[ZODB-Dev] Memcache or ZEO cache (Re: ZEO and relstporage performance)

Wed Oct 14 14:48:48 EDT 2009

Jim Fulton wrote:
> The most complicated logic in the ZEO cache, which would be just as
> complicated with another cache storage implementation and more
> complicated with a shared cache storage is making sure the cache
> doesn't have stale state.  I probably need to look at memcache again,
> but every time I look at it, it's not at all clear how to prevent
> reading stale data as current.  At some point, I should look at the
> approach you took In relstorage.

Indeed, that's a hard enough problem that it's making me reconsider 
memcached.  I suspect I could adopt the ZEO cache in RelStorage.

RelStorage currently uses memcached in a very simple way: it puts (tid, 
state) in the cache for each oid.  When RelStorage reads from the cache, 
if it gets a state for a different transaction than the transaction ID 
last polled by the storage instance, RelStorage discards the state from 
the cache and falls back to the database.  That means most of the cache 
needs to be revalidated after every commit. :-(  The strategy should 
work well for databases that change rarely, but will only add overhead 
for databases that change often.  There is an attempt to improve the 
situation with backpointers, but I doubt they actually help.

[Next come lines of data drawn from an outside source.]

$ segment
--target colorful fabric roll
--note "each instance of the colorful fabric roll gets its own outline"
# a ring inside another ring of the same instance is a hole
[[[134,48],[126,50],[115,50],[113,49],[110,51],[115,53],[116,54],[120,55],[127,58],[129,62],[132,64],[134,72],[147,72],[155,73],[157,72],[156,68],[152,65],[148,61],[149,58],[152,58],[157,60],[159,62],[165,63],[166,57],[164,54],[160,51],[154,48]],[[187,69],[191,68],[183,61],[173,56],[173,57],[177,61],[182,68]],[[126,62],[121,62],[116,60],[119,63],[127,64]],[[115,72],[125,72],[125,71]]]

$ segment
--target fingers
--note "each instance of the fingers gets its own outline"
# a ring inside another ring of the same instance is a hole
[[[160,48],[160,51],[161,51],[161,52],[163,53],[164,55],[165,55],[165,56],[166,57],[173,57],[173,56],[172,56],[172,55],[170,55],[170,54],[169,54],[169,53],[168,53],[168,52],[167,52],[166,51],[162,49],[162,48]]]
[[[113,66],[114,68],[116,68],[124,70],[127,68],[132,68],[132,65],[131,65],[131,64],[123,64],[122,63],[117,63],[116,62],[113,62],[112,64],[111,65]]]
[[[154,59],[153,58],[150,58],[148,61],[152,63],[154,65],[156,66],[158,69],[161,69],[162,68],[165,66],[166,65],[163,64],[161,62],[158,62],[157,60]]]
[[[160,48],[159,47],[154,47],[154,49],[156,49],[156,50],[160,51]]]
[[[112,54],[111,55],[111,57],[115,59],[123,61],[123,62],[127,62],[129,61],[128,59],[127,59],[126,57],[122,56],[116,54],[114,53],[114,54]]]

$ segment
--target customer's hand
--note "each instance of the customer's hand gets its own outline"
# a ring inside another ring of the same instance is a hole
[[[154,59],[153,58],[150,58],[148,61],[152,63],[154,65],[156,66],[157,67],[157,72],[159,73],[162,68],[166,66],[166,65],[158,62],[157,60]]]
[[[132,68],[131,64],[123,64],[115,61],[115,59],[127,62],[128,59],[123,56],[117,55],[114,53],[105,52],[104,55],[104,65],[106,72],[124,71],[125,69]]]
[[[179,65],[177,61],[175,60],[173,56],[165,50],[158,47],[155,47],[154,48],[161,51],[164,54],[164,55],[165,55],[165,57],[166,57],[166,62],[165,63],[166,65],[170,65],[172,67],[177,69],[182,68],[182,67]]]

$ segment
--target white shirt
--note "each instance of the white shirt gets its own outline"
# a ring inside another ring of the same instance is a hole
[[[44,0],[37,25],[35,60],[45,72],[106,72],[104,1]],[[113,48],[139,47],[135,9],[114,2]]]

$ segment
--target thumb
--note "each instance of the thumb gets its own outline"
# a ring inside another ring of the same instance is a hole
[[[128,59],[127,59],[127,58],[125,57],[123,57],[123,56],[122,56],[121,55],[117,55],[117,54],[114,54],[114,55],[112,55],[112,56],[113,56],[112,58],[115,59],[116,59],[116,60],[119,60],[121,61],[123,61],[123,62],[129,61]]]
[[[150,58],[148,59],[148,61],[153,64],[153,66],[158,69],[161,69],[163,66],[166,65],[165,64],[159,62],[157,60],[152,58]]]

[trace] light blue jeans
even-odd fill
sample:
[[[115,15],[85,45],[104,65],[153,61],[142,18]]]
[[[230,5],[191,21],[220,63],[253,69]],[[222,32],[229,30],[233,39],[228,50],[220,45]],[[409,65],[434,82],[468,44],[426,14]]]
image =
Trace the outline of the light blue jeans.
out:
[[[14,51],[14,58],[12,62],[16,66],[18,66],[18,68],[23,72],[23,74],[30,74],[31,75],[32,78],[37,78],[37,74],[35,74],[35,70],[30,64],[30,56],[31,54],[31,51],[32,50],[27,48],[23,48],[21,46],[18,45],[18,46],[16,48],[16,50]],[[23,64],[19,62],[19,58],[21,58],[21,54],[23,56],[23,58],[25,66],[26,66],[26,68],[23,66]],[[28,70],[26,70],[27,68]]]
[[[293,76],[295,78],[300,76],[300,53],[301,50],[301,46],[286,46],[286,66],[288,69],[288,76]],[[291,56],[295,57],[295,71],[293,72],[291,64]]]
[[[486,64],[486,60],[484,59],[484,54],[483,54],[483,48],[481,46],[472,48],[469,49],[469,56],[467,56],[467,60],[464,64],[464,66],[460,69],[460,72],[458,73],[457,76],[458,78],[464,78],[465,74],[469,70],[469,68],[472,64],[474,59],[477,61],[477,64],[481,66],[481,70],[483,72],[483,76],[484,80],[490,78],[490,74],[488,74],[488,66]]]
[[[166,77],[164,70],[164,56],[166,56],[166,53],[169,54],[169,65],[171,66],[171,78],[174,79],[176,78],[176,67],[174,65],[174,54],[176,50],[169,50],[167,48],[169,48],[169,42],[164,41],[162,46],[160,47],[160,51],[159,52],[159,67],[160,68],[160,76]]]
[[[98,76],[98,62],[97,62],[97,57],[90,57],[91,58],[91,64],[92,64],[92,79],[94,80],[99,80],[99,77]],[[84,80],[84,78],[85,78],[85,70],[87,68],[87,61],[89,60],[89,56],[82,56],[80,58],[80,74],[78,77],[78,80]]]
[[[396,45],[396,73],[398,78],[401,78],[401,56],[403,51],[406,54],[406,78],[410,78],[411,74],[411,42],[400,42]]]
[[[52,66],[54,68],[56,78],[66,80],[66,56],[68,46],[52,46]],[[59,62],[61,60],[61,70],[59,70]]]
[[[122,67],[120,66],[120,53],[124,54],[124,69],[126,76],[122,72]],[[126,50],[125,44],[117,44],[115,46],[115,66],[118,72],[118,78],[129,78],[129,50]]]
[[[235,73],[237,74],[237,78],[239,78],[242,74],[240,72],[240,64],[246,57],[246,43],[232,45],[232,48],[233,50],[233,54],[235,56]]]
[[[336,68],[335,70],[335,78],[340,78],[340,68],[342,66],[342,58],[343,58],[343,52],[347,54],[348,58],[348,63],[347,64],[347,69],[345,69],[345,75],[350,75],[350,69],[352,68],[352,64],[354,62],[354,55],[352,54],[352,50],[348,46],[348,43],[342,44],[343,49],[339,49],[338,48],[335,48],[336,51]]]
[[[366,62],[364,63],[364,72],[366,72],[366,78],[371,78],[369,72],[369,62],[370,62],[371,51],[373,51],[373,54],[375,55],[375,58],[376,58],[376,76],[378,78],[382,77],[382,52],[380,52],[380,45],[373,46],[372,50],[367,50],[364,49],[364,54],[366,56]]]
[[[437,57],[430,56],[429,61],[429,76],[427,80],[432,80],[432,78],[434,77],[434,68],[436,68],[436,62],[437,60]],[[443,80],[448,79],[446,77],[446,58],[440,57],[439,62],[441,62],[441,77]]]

I'm tinkering with the idea that some transaction awareness could be 
added to memcached.  Perhaps memcached should hold a "current 
transaction" value and clients should pass their own "current 
transaction" value when they try to set data in the cache.  If a stale 
client tries to set data, memcached should ignore the attempt.

>> and memcached creates
>> opportunities for developers to be creative with caching strategies.
> 
> How so?

Well, memcached has a very simple interface, so developers should be 
able to craft their own memcached-like implementations.  They might add 
multi-level caching, for example.

> The biggest problem with ZEO performance on the client side is that
> reads require round trips and that generally a client thread only
> knows to request one read at a time [1]_.  I plan to add an API for
> asynchronous reads.  In rare situations in which an application knows
> it's going to need more than one object, it can prefetch multiple
> objects at once.  (One can imagine iteration scenarios in which this
> would be easy to predict.)  An opportunity that this would provide
> would be to pre-fetch object revisions for objects that were in the
> ZODB cache and have just been invalidated.

When ZODB is unpickling the state of an object, it often has to pull in 
several objects, one at a time.  I wonder if it would be valuable to 
prefetch the objects that will be pulled in by the unpickling operation. 
  We could use the referencesf() function to get the list of OIDs.

Alternatively, I wonder if it would be valuable to store a list of 
referenced OIDs in every object.  We might put that list in another 
pickle, placing it before the "class" and "state" pickles that we 
currently store.

Shane